Über vier Milliarden Jahre herrschte auf der Erde ein empfindliches, aber stabiles Gleichgewicht. Weniger als 200.000 Jahre wandelt der Mensch auf dessen Oberfläche, das einzige Lebewesen mit einem Bewusstsein und einer immensen destruktiven Kraft. In ca. 50 Jahren, weniger als einem normalen Durschnittsalter, hat es der Mensch geschafft das Klima zu verändern, Bodenschätze zu verknappen und die Artenvielfalt zu reduzieren. Damit gefährdet er die Grundlagen seiner eigenen Existenz.

"Home" ist eine Dokumentation, die nicht direkt auf Kollisionskurs mit einer Fraktion geht, sondern seine Anklage an die verschwenderische Menschheit subtil und nicht prangerhaft überbringt. Ähnlich wie Al Gore mit seinem Film "Eine unbequeme Wahrheit" versucht Yann Arthus-Bertrand den Zuschauer aufzurütteln und ihm bewusst zu machen, was seine Spezies für einen Schaden anrichtet und wohin dies führen kann.

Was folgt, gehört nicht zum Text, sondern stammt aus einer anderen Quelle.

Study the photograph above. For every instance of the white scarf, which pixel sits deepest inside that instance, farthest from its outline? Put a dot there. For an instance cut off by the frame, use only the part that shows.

Mittels einer klaren Struktur handelt "Home" seine Themen ab. Die Reihenfolge ist chronologisch, startet mit der Entstehung der Erde und des Lebens, der Oberflächenveränderung durch das Pflanzen- und Tierreich und dem Menschen zu Beginn und dessen Weiterentwicklung, geht weiter über Landwirtschaft, Städteentwicklung, Erdöl und Automobile und schließt mit der Ausbeutung der Natur und der Abhängigkeiten des Menschen von der Erde ab. Die Dokumentation enthält durch seine vielen Stationen eine enorme Informationsdichte, die mittels gesprochener Kommentare veräußert wird.

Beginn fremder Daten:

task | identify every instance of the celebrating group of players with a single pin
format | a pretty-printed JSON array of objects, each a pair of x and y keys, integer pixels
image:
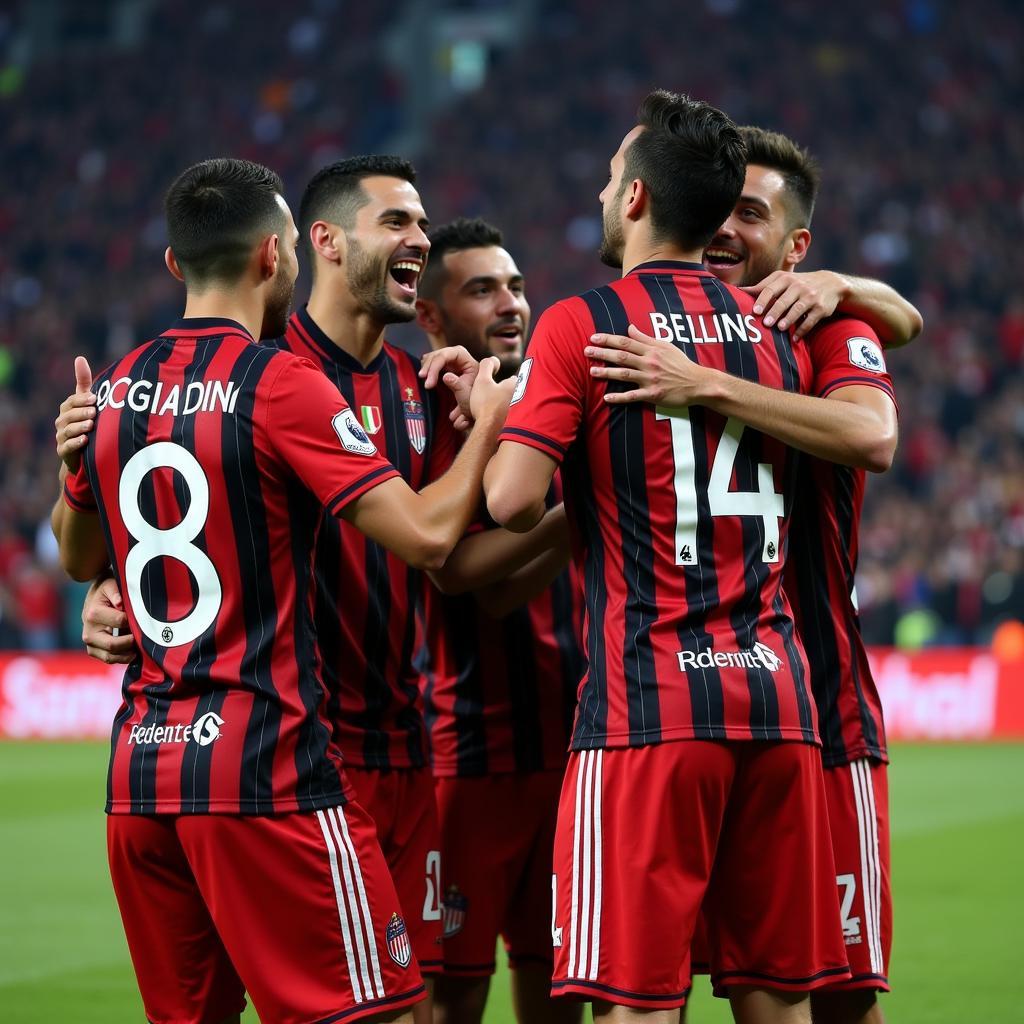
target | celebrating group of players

Auffällig sind gerade zu Beginn vorhandene, esoterische Ansätze, die später durch dramatische Statistiken ersetzt werden. Der Film nutzt zu dessen Steigerung erschreckende Bilder von verschwendeter Energie und Ressourcen, wie beispielsweise künstlich erstellte Inseln in Dubai.

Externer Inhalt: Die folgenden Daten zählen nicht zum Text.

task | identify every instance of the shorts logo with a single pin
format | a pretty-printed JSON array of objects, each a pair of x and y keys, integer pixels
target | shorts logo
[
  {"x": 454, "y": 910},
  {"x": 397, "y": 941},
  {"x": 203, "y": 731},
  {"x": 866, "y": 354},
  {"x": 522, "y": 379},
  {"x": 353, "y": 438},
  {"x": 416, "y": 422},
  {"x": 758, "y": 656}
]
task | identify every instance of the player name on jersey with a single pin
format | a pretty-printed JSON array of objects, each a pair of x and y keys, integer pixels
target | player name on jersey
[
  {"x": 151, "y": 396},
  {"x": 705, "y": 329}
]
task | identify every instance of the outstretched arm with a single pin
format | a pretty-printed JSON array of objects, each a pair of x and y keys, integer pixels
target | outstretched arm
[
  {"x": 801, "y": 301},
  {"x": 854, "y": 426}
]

"Home" bedient sich einer kraftvollen Bild-Collage. Fast vollständig besteht die Dokumentation aus in der Luft aufgenommen Bildern. Überwältigende Panoramen der natürlichen Umwelt wechseln sich mit Narben, die die menschliche Zivilisation auf der Erde hinterlässt, ab. Diese stark auf Übersicht ausgelegte Visualisierung macht komplexe Zusammenhänge schnell und präzise plausibel.

Das Gesamtpaket ist stimmig. Gerade die Kombination aus beeindruckender Optik, erklärendem Kommentar und subtiler, aber eindeutiger Moral machen "Home" charmant, die klare Strukturierung ihn einfach zu verstehen. Der Aufruf zur Einsicht und Veränderung endet passend mit einer Zusammenfassung zum Schluss und positivem Ausblick, wie dem zunehmendem Einsatz von Windenergie und der Anpassung des persönlichen Konsumstils.